Ma seminando bene, gli effetti di una tale visione si potranno misurare soltanto dopo parecchi anni. Le ormai numerose “generazioni Erasmus”, la mobilità in generale dei giovani, gli eventuali stage lavorativi in Paesi UE diversi da quello di nascita, una migliore conoscenza delle lingue, muovono certamente in questa direzione. In senso opposto dirige invece la Brexit, le chiusure nazionaliste e conservatrici di certi Paesi dell’ est europeo, l’esasperata austerity imposta ad alcune altre nazioni, l’euro-scetticismo che matura come frutto acido all’interno di partiti marcatamente ad impronta populista.
La poca significanza della politica estera europea però non porta bene, non dimentichiamoci della Storia: l’attentato di Sarajevo e la conferenza di pace di Versailles, sono stati eventi a loro modo prodromici allo scatenarsi dei due pesanti conflitti mondiali novecenteschi. La chiusura protezionista dell’America di Trump, un certo “neo-zarismo” russo uniti a loro volta dallo stesso collante euro-diffidente, aggravano notevolmente il quadro di una possibile crescita federata per il Vecchio Continente.

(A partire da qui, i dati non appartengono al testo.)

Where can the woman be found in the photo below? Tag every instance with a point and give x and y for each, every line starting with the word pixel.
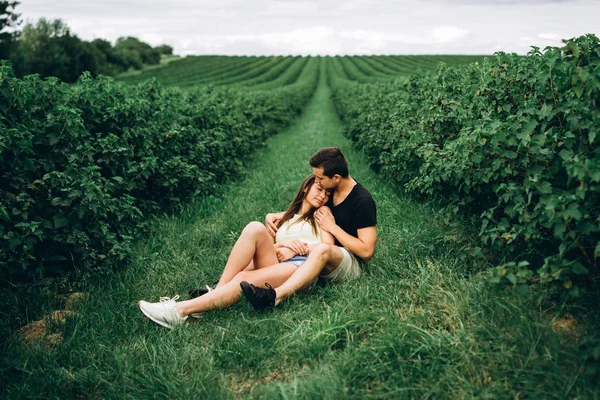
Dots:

Mentre l’elezione di Emmanuel Macron alla Presidenza della Repubblica di Francia può essere letta ambivalentemente sia in una chiave di speranza che di incertezza circa le sorti del progetto europeo.
Lo scacchiere mondiale si è poi complessificato dopo la caduta del muro di Berlino, e nuovi attori geo-politici si sono affacciati sulla ribalta mondiale, tanto che potremmo parlare di un inedito policentrismo di potenze in grado di condizionare i rapporti di forza tra gli Stati. In questa dimensione successiva a quella dei “due blocchi contrapposti”, tipica della temperie della guerra fredda, l’arma nucleare assume il compito di stabilire un diverso e più fluido “equilibrio del terrore”.
Non che i conflitti tradizionali manchino. Anzi… I “punti caldi” sono piuttosto diffusi nei diversi continenti, mentre le contrapposizioni in Libia, Siria, Afganistan, Iraq, rappresentano forse le guerre più coperte dall’informazione – al netto di una immancabile censura che quasi sempre impedisce di comprenderne le motivazioni profonde – a fronte delle centinaia di milizie guerrigliere o terroristiche impegnate in sanguinosi scontri spesso dimenticati dai media.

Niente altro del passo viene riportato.